There are various ocean habitats that the planet earth has. This is because the earth is only 29% land and 71% water. These habitats nurture specific living things and therefore allow them to grow and flourish. These organisms have the ability to adapt to their habitats; hence you can conclude that creatures are sometimes products of man’s environmental practices. Ocean habitats can generally be classified into two: the pelagic and demersal.

The pelagic habitat refers to where the tide reaches and extends up to the continental shelf, which is away from the ocean’s bottom. The pelagic habitat, on the other hand, involves beyond the continental shelf or near the ocean’s bottom. A more detailed guide would be to divide ocean habitats into the following:

1. Pelagic or limnetic Zone

This is the open water of the ocean where there is reduced light penetration; hence photosynthesis produces oxygen which is just sufficient for the organism’s respiratory needs.  Nektons and planktons survive in this zone. These habitats are dependent upon the ocean currents.

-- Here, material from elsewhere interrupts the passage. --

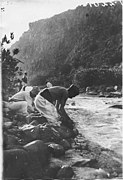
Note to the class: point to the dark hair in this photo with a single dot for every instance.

The pelagic zone is further subdivided into the mesopelagic, bathypelagic and abyssopelagic zones. Mesopelagic is shallow up to 200 meters, bathypelagic is from 1,000 meters to 4,000 meters, and abyssopelagic from 4,000 meters and deeper.

2. Oceanic Zone

These are waters not included in the continental shelf. The depth is usually more than 200 meters.  All of the lighted zones are included in this region.

3. Neritic Zone

This includes coastal waters over the shelves, which are shallow and near the shore. Because sunlight can penetrate easily, various benthic organisms survive. The temperatures are also stable, with more oxygen that supports various marine organisms like zooplankton and phytoplankton.  Fish and shrimps are supported by this zone.

4. Benthic zones

These include the littoral zone and the continental shelf. The littoral zone is the area between high tide and 100 meters deep of ocean water. Benthic organisms live in this zone as well, because it is the lowermost zone which sunlight can penetrate. The zone can be subdivided into the littoral, which is well lit, and the abyssal in which light barely penetrates the zone. It is in the well-lit portion, the benthic littoral region, that most marine life are supported by the ecosystem.

Ocean habitats are diverse as the plants and animals they nurture and support. Learning about them would enlighten your mind to the life beyond the terra firma that you stand on, and create an awareness of these essential facts of marine life and survival.